Esta precipitación de despedidas tiene nombres propios recientes, como el de Raúl Guerra Garrido, farmacéutico y novelista, perseguido en su país natal, y también signado por la mala suerte de ser señalado, por los que no quisieron quererlo, a un ostracismo del que no lo relevó la justicia literaria, que no siempre es poética sino más bien todo lo contrario.

En los meses que anteceden esa horrible tendencia real a la despedida tuvo en gente mucho más joven (Almudena Grandes, Javier Marías) el protagonismo que el fin da a las historias humanas. Ambos fueron despedidos con amor y desprendimiento, pues siendo distintos en su escritura, y por supuesto en su modo de ser, fueron arrancados de cuajo de un tiempo en el que aún se esperaba una contribución igual o mayor que la que ya le habían dado a la esperanza con la que fueron haciendo, desde muy jóvenes, una obra literaria que ahora prospera en la memoria, con homenajes y despedidas en las que tienen mucho que ver la admiración y las librerías.

En el caso de Almudena, supe por sus editores, y por su familia, cuál era el diagnóstico y cuál el porvenir posible de la maldad en la que el tiempo se transforma en la crueldad de la muerte. En este caso, me comuniqué con ella cuando aún no sabía de esa gravedad, y poco a poco esos buenos deseos o las noticias que le enviaba eran respondidas siempre con la alegría que permitían aun los emoticonos, hasta que el silencio preludió a lo que sucedió cuando acabó el penúltimo noviembre.

Pocos meses después empezó a circular, y a mi me llegó tarde, la noticia de que estaba grave Javier Marías, heredero, entre otros, de aquellos Hortelano y Benet de la vieja historia. Primero pensé que era una exageración, una habladuría, pero cuando ya me lo dijeron tres personas, y tres veces cada una, ya no me quedó razón para pensar que esa premonición no era parecida a la habladuría sobre un disparate, sino una sentencia dictada por la mala suerte. Viajé en este caso con papeles de su literatura, como si ese acopio fuera un homenaje y un deseo de vida.
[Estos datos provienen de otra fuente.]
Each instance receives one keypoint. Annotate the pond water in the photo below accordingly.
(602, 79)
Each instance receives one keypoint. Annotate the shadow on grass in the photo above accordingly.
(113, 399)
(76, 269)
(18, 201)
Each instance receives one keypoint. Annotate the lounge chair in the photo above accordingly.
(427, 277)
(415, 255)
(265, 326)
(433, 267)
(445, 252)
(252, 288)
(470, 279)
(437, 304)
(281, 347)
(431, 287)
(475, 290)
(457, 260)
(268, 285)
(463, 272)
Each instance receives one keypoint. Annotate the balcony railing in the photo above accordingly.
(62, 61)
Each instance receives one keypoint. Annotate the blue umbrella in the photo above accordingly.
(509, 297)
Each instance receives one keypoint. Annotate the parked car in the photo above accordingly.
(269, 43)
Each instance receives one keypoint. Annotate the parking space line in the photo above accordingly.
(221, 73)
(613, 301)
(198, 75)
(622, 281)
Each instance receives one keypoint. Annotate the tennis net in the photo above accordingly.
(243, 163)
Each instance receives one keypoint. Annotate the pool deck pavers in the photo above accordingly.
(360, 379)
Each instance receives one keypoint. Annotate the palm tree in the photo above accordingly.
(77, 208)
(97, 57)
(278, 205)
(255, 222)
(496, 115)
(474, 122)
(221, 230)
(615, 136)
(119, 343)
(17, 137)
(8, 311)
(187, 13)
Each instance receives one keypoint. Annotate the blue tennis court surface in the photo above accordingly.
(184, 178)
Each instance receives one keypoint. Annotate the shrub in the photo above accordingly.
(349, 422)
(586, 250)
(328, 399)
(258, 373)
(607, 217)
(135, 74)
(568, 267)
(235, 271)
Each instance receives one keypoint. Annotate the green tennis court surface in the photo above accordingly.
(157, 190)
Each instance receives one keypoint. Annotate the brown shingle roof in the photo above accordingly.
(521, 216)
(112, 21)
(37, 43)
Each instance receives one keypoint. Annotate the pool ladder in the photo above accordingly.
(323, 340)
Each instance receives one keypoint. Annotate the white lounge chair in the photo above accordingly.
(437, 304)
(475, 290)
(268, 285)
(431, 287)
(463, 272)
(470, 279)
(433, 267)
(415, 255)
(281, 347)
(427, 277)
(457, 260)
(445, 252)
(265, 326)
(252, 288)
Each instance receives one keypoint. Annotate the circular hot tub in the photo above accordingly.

Luego sucedió lo que tenía que ser, en uno y en otro caso, y en muchos casos distintos con personas distintas, de este sector que he transitado y de tantos otros en los que tengo afectos o noticias, y siempre me he sentido más solo y más enrabietado, pues nunca he entendido la muerte y jamás me he resignado a perder a aquellos que he tratado y de los que he aprendido.

Por así decirlo, mi mayor preocupación en la vida es la de no saber abrazar a aquellos a los que quiero y aquellos a los que he querido, y por eso hoy tenía tan presente que debía escribir de una vez por qué, desde que tengo uso razón, soy incapaz del desdén que habita en nuestro interior y que se llama olvido.